One of the few photos from the war showing doughboys shooting M97s was taken on a trap and skeet range with what appears to be birdshot loads. Regardless, there’s little doubt that a skilled wing-shooter armed with birdshot or buckshot and a natural-pointing shotgun could hit a slow-moving grenade. Whether it would detonate the grenade in midair is another question perhaps best left up to the staff at “MythBusters.”
Curiously, there are precious few photos of the M97 in battle because, most likely, GEN Pershing or his staff recognized the potential PR stink it could cause after the German protest and therefore ordered wartime photos of it censored. At least that’s what American Rifleman author and historian Tom Laemlein believes, and he should know because he’s been looking for World War I photos of the M97 for more years than I’ve been around. Conspiracy theorists be damned, it’s a fact the gun made a showing in “The Great War” as evidenced by purchase records, the German protest and the vivid recollections of Soldiers who used them and enemies who faced them.

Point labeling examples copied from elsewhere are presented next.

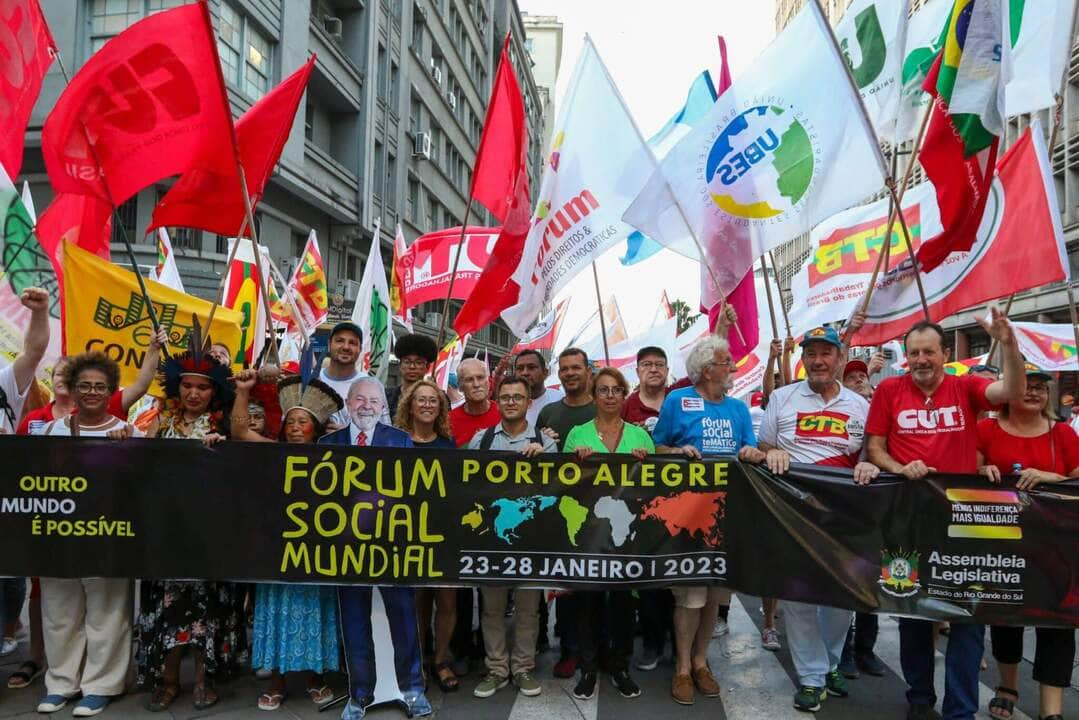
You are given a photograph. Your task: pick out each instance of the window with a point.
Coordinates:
(246, 53)
(109, 17)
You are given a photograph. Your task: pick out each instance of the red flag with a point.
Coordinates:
(501, 182)
(26, 51)
(212, 200)
(82, 220)
(149, 105)
(505, 136)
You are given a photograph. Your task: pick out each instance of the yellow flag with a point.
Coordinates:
(104, 310)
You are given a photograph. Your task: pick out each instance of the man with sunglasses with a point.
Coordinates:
(516, 434)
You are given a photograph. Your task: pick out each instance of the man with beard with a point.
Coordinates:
(366, 402)
(531, 366)
(925, 422)
(345, 343)
(817, 421)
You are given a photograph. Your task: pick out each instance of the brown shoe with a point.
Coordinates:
(706, 682)
(682, 689)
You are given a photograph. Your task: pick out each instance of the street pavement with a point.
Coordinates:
(755, 683)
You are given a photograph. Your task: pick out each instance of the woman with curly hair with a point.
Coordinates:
(204, 616)
(423, 412)
(296, 626)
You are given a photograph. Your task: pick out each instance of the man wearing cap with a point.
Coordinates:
(923, 422)
(345, 345)
(822, 422)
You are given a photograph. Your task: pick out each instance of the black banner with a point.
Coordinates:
(950, 547)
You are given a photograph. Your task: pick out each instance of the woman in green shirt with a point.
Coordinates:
(608, 433)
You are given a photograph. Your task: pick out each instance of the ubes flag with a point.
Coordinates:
(105, 310)
(597, 165)
(209, 197)
(26, 51)
(1020, 245)
(425, 268)
(783, 148)
(149, 105)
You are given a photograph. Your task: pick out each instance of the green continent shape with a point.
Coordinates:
(575, 515)
(793, 162)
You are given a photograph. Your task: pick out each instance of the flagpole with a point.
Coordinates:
(779, 288)
(115, 215)
(599, 303)
(767, 290)
(453, 273)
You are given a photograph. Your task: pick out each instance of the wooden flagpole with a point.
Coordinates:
(453, 273)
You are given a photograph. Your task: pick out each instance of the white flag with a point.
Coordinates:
(923, 43)
(371, 313)
(786, 146)
(166, 272)
(1040, 40)
(598, 163)
(872, 36)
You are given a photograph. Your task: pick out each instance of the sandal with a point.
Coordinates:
(1001, 708)
(163, 696)
(447, 679)
(271, 701)
(26, 674)
(204, 696)
(319, 695)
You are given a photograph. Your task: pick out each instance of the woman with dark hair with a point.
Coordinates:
(86, 622)
(178, 614)
(1025, 439)
(424, 413)
(296, 626)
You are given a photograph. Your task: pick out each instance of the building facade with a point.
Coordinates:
(1046, 304)
(386, 134)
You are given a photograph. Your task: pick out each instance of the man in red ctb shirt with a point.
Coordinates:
(478, 412)
(926, 422)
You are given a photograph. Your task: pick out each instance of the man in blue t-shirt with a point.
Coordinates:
(696, 421)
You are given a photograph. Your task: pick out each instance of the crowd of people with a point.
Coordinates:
(87, 637)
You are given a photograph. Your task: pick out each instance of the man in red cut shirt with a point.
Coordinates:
(478, 412)
(926, 422)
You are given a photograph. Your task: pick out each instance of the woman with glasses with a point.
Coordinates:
(423, 412)
(86, 622)
(608, 433)
(1025, 439)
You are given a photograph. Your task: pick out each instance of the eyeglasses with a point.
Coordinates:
(92, 389)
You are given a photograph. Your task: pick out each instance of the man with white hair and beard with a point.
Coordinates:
(697, 421)
(366, 404)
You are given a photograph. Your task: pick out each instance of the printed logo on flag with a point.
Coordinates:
(821, 424)
(762, 163)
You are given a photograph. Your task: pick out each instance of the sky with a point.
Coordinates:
(653, 49)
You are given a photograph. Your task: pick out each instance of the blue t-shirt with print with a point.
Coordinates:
(686, 418)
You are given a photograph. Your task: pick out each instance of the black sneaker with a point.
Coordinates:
(625, 683)
(870, 664)
(586, 687)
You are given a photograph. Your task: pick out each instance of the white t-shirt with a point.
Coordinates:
(811, 431)
(548, 396)
(11, 415)
(60, 428)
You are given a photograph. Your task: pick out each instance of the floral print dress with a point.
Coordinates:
(207, 615)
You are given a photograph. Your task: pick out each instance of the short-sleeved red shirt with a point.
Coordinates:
(465, 425)
(1055, 451)
(940, 430)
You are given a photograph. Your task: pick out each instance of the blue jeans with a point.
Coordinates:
(355, 605)
(961, 662)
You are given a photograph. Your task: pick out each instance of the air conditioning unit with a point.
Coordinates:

But, the scattergun wasn’t without flaw, albeit none the fault of John M. Browning. You see, most shells for it—and every shotgun at the time—were made of paper, and paper hulls were like human feet in the dank living conditions of the trench; they’d swell and crack and get so deformed that they wouldn’t feed properly in the shotgun’s chamber. So, troops called for full-brass shotshells, but they were expensive, and as a result their calls were unanswered. (It should be noted that rifle, pistol and mortar cases were all made of metal, so I’m not sure why it was that much of an issue to produce all-brass shotshell cases as well. Regardless, brass shells were issued during World War II; it would be another five decades before plastic-hulled shells were introduced.)
One of the most-notable refinements came in 1912 with Winchester’s Model 12 shotgun that moved the M97’s external hammer to the inside. From then until 1964, Winchester sold more than 2 million Model 12s, largely to the sporting market, but also trench models for the military, including during World War II, Korea, Vietnam and myriad special operations.
To keep up with demand of wartime in the mid-1900s, the U.S. government contracted other firms such as Ithaca, Remington and Stevens to produce updated facsimiles of the Model 12—and therefore descendants of the M97. These included Ithaca’s 37, Remington’s 870 and Stevens’ M77 and M520-30. Without a doubt, the M97 repeating shotgun left an indelible mark on battlefields worldwide, and the same holds true today, albeit with refined mechanisms, features and accoutrements that time affords.
In all, around 1 million M97s—mostly in hunting configurations—were made from 1897 to 1957, but its legacy marches on in homes, gun stores, trap ranges, duck blinds, militaries and bedside closets all around this country. Most shotguns still load, fire and repeat in the same manner designed by Browning in 1897. The takedown version of the M97—where the barrel could be removed from the receiver by unscrewing the fore-end cap—formed the design bases of the venerable Remington 870 and Mossberg 500, the gold standards of combat and home-defensive shotguns for the last 50 years.
Fact is, if you had to defend your home tonight and were faced with using a 120-year-old M97 with standard buckshot, you’d still be well-prepared to take on all comers. I can scarcely think of another piece of technology, with the exception of perhaps a hammer or shovel, that can boast the same enduring success.